British milkmen still deliver from 2am
ST ALBANS, BRITAIN
ONCE a daily sight on every British street, a dwindling but resilient band of milkmen still go out at the crack of dawn to deliver bottles of fresh milk to the nation's doorsteps.
The overwhelming majority of milk used to be sold at the front door until the supermarket revolution all but wiped out this very British institution.
But by selling more than milk and embracing the Internet, the few thousand remaining milkmen, including Neil Garner, have breathed new life into the cherished tradition.
"It has given us a big boost and brought us into the 21st century," said Mr Garner, the customer-nominated Milkman of the Year at Milk and More, the country's biggest doorstep delivery firm.
The 57-year-old has driven his milk float - an electrified, open-sided delivery van - through towns and villages in the dead of night since 1994, placing glass pint (half-litre) bottles of milk on the doorstep.
It is not just breakfast staples like tea bags, bread, butter, eggs and bacon that he now has on the back of his float.
Jam, cranberry juice, pet food, potatoes and toilet rolls are all available.
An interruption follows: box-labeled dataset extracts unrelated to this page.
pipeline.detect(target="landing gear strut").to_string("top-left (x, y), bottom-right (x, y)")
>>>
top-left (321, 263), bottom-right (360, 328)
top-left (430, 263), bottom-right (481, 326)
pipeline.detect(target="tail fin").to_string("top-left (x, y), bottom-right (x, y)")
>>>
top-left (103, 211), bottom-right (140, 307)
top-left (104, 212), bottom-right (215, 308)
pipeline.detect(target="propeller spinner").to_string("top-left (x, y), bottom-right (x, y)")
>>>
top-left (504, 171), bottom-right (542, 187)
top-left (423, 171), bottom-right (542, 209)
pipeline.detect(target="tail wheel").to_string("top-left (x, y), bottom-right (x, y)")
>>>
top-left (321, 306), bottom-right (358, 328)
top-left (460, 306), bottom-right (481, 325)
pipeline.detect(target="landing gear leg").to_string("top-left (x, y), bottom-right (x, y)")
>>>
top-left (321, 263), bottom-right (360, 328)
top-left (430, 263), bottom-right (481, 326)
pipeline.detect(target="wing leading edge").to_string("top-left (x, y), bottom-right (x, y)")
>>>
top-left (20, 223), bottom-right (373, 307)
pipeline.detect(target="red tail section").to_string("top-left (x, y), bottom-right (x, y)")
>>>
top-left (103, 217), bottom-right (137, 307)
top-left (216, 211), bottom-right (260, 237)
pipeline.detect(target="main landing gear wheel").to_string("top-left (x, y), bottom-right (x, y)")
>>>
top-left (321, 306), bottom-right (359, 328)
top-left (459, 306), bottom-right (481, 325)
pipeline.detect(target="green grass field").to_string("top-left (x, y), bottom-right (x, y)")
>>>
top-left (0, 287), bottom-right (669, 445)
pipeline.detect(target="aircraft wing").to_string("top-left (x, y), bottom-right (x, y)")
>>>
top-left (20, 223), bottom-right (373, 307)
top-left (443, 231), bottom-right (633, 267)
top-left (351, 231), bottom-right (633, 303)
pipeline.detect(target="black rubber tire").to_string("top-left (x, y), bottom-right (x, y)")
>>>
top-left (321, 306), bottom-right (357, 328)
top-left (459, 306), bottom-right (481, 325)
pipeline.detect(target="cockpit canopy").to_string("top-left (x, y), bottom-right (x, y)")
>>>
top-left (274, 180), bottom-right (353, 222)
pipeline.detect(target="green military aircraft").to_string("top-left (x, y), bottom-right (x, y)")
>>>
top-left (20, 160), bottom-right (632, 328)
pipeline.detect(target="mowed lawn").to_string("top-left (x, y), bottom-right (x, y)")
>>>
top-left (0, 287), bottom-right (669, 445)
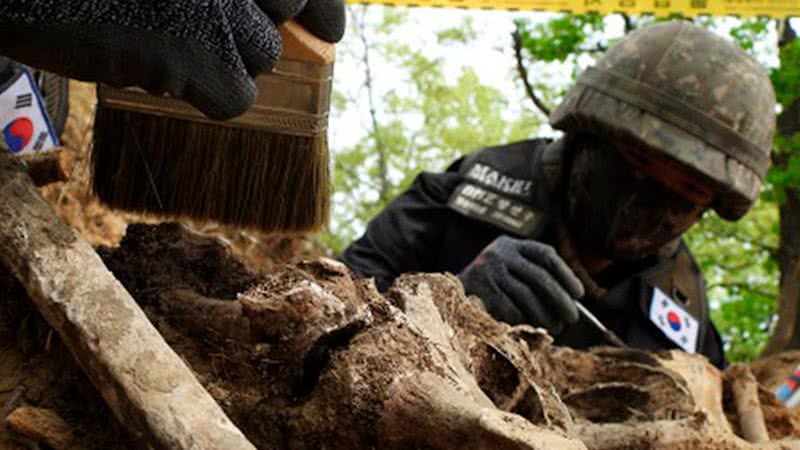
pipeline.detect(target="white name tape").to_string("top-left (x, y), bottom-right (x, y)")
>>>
top-left (0, 69), bottom-right (58, 155)
top-left (650, 287), bottom-right (700, 353)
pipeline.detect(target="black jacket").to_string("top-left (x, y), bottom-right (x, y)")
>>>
top-left (340, 139), bottom-right (727, 367)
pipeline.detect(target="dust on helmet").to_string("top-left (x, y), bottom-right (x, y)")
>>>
top-left (550, 21), bottom-right (775, 220)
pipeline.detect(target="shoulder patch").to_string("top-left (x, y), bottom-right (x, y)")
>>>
top-left (464, 163), bottom-right (533, 198)
top-left (447, 181), bottom-right (542, 236)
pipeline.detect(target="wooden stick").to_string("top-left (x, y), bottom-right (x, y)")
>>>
top-left (0, 152), bottom-right (255, 450)
top-left (725, 364), bottom-right (769, 443)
Even bird seed and compost can be dropped off on the round.
In 1980, 89 per cent of all the milk bought in Britain was delivered to the door, according to trade association Dairy UK.
That figure plunged to 30 per cent during the 1990s out-of-town supermarket boom.
In 2015, just 2.8 per cent of milk still went to the door, with 5,000 milkmen and women delivering to around 2.5 million homes.
Mr Garner's round sees him deliver six days a week to St Albans, a small commuter city north-west of London.
At the depot in nearby Watford, milkmen load up crates, containing 20 one-pint bottles each, before heading into the cold at around 2am.
Mr Garner's no-frills electric milk float is slow and exposed to the elements but the brisk walker likes the ease of hopping on and off for his 200 to 250 deliveries.
"Snow, ice, floods, in 22 years, I have never not been out due to the weather," he noted with pride.
He delivers to industrial estates, schools and even a garden shed.
Some customers leave rolled-up notes with instructions such as "no milk today" or "one extra pint, please" - but most now go online.
A pint of milk, typically 50 pence (S$1) at a supermarket, costs 81 pence.
"There's nothing else you can order online at 9pm and get delivered in a couple of hours," Mr Garner added.
Customers can also phone in orders via a Philippines call centre.